SOCIEDADE, MORAL E DESTINO DO HOMEM
AS IMPLICAÇÕES E CONSEQÜÊNCIAS DO PENSAMENTO DARWINISTA
Duas grandes concepções científicas, em particular, tiveram a propriedade de
abalar profundamente as convicções filosóficas humanas: a teoria heliocêntrica de
Copérnico e a teoria evolucionista de Lamarck. Em ambos os casos, os seus autores
"teóricos" passaram quase despercebidos do público, e o impacto só viria depois, com
a comprovação cabal das teorias. No primeiro caso, por Galileu e, no caso do
evolucionismo, por Darwin.
Em ambos os casos o impacto deveu-se sobretudo ao fato de o homem ter sido
despojado do pedestal que ocupava no centro do universo. O homem foi ferido em seu
"ego" de ser superior, criado à imagem de Deus. Como poderia o "seu" mundo, criado
especificamente para seu conforto e domínio absoluto, ser considerado apenas um
pequeno objeto girando ao redor de um sol que, por sua vez, é apenas um dos muitos
bilhões de astros, que compõem o universo'? E... - o que é mais grave - como poderia
ser ele próprio apenas uma "opção" adaptativa surgida ao acaso, à mercê das mesmas
leis evolutivas que formaram e regem todos os demais seres vivos do planeta, desde
os ínfimos protozoários até os grandes primatas? Conta-se que a esposa do bispo de
Worce, ao tomar conhecimento da nova doutrina de Darwin, segundo a qual o homem
descenderia dos símios, teria exclamado estupefata: "Descender do macaco!
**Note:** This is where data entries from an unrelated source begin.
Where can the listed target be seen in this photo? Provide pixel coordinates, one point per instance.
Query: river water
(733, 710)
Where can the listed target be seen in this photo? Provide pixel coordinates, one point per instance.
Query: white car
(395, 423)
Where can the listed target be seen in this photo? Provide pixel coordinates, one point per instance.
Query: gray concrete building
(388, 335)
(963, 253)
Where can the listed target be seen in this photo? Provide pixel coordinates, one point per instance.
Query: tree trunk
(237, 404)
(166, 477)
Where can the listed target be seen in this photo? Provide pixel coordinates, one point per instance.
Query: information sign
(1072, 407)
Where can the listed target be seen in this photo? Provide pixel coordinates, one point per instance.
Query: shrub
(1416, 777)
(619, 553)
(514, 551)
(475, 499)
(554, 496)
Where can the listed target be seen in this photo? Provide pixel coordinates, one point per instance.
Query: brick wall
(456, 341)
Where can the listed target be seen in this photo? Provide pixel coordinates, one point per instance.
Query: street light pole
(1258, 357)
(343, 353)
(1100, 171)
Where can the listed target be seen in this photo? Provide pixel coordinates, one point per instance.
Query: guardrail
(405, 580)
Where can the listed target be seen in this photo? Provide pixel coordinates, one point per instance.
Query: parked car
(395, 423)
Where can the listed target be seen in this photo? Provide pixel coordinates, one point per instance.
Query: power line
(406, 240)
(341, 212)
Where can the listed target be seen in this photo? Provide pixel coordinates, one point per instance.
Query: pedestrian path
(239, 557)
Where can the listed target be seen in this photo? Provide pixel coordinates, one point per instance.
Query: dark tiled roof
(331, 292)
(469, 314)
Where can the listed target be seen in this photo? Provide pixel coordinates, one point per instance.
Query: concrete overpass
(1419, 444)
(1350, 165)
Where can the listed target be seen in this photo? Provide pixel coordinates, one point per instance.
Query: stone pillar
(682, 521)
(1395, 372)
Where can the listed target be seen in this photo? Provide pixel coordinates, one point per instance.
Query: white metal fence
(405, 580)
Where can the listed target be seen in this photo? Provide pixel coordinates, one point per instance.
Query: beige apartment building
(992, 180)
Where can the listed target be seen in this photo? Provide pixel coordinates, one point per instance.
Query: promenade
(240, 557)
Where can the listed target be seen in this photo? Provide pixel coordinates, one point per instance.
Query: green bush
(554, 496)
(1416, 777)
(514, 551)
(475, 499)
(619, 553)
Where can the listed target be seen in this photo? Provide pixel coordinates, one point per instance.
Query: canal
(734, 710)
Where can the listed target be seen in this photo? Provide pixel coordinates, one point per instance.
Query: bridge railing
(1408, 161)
Esperemos que não seja verdade. Mas, se for verdade, é preciso que ninguém fique
sabendo!". De fato, essa foi a frase mais honesta que poderia ter sido proferida por um
representante da sofisticada e preconceituosa era vitoriana, atingida em seu ego
aristocrata... Imagine-se uma pessoa constantemente preocupada em proclamar e
defender sua alta linhagem, que a fazia sentir-se diferente e superior a todos que a
cercavam, de repente tomar conhecimento de que não só ela é igual aos outros quanto
à origem, mas ainda que o seu ancestral comum era um símio!
Por incrível que possa parecer, entretanto, vários pensadores pretenderam usar
a teoria da seleção natural e da "Luta pela vida" para explicar a evolução da sociedade
humana, da criação de "elites sociais", e justificar superioridades e inferioridades
raciais como decorrentes de um processo de seleção do mais apto. Essas teorias
deram origem a um conceito muito difundido no século passado - mas ainda hoje
defendido por muitos -, denominado darwinismo social, que, entretanto, nada tem que
ver com os princípios defendidos por Darwin.
A EVOLUÇÃO MORAL DO HOMEM
A espécie humana, uma vez que atingiu um alto grau de desenvolvimento da
inteligência, praticamente deixou de se submeter às leis da evolução biológica e da
seleção natural, por duas razões principais que serão aqui discutidas.
A primeira razão é que o homem, a partir de um certo estágio de seu
desenvolvimento "tecnológico", passou a suprir, por meio de seus próprios artifícios
técnicos, as dificuldades que encontrava em adaptar-se às mudanças do meio
ambiente e as deficiências que tinha com relação à sobrevivência. Assim, ao se
defrontar com os rigores do frio, ele fabricava roupas, abrigava-se em casas e utilizava
o fogo. Na ausência de alimentos próximos, passou a plantar e a criar animais.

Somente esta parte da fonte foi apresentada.